Ethnic minorities have rarely done well in China. We're kept pretty unaware of it because China itself is just so large. Indigenous peoples, like those in North America, South America, Africa, and Europe have rarely fared well.

Ethnic minorities in China - Wikipedia
 

Laika

Well-Known Member
Premium Member
Its difficult for me to put this into perspective. I can't help wondering if they can successfully squeeze religion out of the populace or not. What are they doing differently from the USSR?

Assuming these reports are true, it's difficult to determine the scale, magnitude and intensity of the effort being directed against religion. (Superficially) this doesn't seem comparable to the extreme lengths the Soviets went to in the 1930's, or to the Cultural Revolution in China itself, or to Albania's effort (the only communist state to outright ban religion). It is still a big shift away from the (relative) tolerance that saw religion grow over the 1990's in China. It's probably still "bad" though by any western standard of religious freedom and human rights.
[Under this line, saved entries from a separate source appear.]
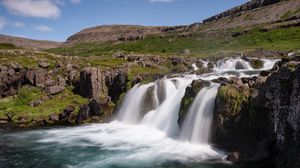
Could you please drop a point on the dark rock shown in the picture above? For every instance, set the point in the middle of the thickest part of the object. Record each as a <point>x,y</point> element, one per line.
<point>190,94</point>
<point>54,117</point>
<point>265,125</point>
<point>44,65</point>
<point>116,84</point>
<point>92,83</point>
<point>50,82</point>
<point>84,113</point>
<point>264,73</point>
<point>62,82</point>
<point>149,101</point>
<point>233,157</point>
<point>36,103</point>
<point>66,113</point>
<point>69,109</point>
<point>54,90</point>
<point>95,107</point>
<point>235,80</point>
<point>239,65</point>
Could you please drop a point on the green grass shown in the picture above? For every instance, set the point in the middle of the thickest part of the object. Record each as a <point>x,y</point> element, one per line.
<point>7,46</point>
<point>18,105</point>
<point>279,39</point>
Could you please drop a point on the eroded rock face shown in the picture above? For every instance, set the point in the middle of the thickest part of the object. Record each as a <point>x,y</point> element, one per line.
<point>92,83</point>
<point>261,123</point>
<point>11,79</point>
<point>190,94</point>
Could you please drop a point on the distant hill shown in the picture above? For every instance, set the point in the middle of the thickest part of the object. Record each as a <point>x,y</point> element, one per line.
<point>28,43</point>
<point>268,14</point>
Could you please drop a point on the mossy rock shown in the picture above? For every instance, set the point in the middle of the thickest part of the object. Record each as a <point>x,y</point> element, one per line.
<point>230,100</point>
<point>190,94</point>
The Soviet Union went through periods of liberalisation and repression of religion, with its policy changing over time. In the 1920's, there was an intense but very crude effort against religion: young communists would hold blasphemous rallies against Easter and Christmas, which the communists realised only pissed everyone off and entrenched religious believers. After a respite under the New Economic policy, In the 1930's there was intense efforts towards repression, with a "five year plan" to achieve the eradication of religion and the mass mobilisation of parts of the country as part of the "League of the Militant Godless". (They also adopted an entirely new calendar, which switched between 5 and 6 day weeks, thus abolishing "Sundays" so no-one could celebrate the sabbeth). In the 1940's, the war effort meant that this anti-religious campaign could not be effectively conducted, and there was a change in policy being more sympathetic to religious belief in order to help the Soviets win the Second World War. Under Khrushchev in 1950's and 1960's , there was a renewed effort towards undermining religion, but it was (comparatively) less violent; churches were closed, course in "scientific atheism" became mandatory in schools and universities and museums of atheism were established.
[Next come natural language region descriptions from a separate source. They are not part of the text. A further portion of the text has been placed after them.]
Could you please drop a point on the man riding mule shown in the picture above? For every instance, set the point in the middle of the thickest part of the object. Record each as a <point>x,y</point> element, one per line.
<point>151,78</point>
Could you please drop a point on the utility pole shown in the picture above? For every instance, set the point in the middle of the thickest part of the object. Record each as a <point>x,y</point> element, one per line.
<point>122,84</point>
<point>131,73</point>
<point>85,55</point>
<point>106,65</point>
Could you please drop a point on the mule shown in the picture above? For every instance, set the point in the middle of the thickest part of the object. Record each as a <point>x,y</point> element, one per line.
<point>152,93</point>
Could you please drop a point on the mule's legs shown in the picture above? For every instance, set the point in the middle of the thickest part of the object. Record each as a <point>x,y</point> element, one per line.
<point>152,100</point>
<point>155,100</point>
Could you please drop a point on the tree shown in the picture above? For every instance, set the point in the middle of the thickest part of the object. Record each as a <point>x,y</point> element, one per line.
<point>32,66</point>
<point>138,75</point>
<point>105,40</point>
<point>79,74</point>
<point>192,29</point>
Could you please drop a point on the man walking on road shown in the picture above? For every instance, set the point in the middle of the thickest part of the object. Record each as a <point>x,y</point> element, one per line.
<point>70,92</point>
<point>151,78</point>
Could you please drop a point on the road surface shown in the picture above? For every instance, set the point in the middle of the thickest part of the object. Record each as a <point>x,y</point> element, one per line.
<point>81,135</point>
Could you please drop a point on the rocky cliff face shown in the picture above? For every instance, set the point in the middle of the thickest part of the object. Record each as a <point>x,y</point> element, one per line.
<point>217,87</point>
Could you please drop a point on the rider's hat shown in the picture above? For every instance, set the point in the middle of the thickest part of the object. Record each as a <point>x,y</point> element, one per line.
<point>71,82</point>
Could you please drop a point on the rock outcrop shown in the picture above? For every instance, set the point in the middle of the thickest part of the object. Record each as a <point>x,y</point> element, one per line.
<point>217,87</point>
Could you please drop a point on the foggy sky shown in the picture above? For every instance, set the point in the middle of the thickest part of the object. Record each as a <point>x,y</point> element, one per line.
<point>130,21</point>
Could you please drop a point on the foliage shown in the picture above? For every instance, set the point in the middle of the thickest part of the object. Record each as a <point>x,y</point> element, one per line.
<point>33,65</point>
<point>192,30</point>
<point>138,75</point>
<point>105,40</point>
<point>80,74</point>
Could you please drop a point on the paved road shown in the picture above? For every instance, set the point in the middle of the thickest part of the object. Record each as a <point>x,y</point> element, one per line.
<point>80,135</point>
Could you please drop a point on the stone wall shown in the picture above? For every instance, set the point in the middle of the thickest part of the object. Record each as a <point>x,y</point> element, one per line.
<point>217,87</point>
Probably the best example of what happened, in the difference between "liberal" and "repressive" periods, was the different approaches to eliminate Christmas celebrations. They tried it in the 1930's, declaring Santa Claus an "enemy of the people" and turning December 25th in to a "day of industrialisation" (celebrated by going to work...how inspiring... :rolleyes:) By the end of Communist rule however, people simply held Christmas-like celebrations on New Years as a way to find secular alternatives to it as a "communist" sponsored winter festival, with Santa Claus, "new years" trees and gift-giving. They also have "new years" cards, which you get a weird blend of seasonal themes and techno-Utopian or patriotic imagery.

ussr-soviet-union-happy-new-year-postcard_1978b.jpg
 

Laika

Well-Known Member
Premium Member
Under Xi, who is a big fan of Mao..... nothing surprises me

If I'm not mistaken, the Chinese government views the early period of Mao's rule in China favourably, with the formation of the People's Republic. However, the later period is not treated well. The CCP regards the great leap forward and the cultural revolution (basically the world's largest famine and a quasi-civil war) as "ultra-leftist" deviations from a correct party line. the CCP's treatment of Mao's legacy is more selective and the history is evaluated in line with current party thinking and policy.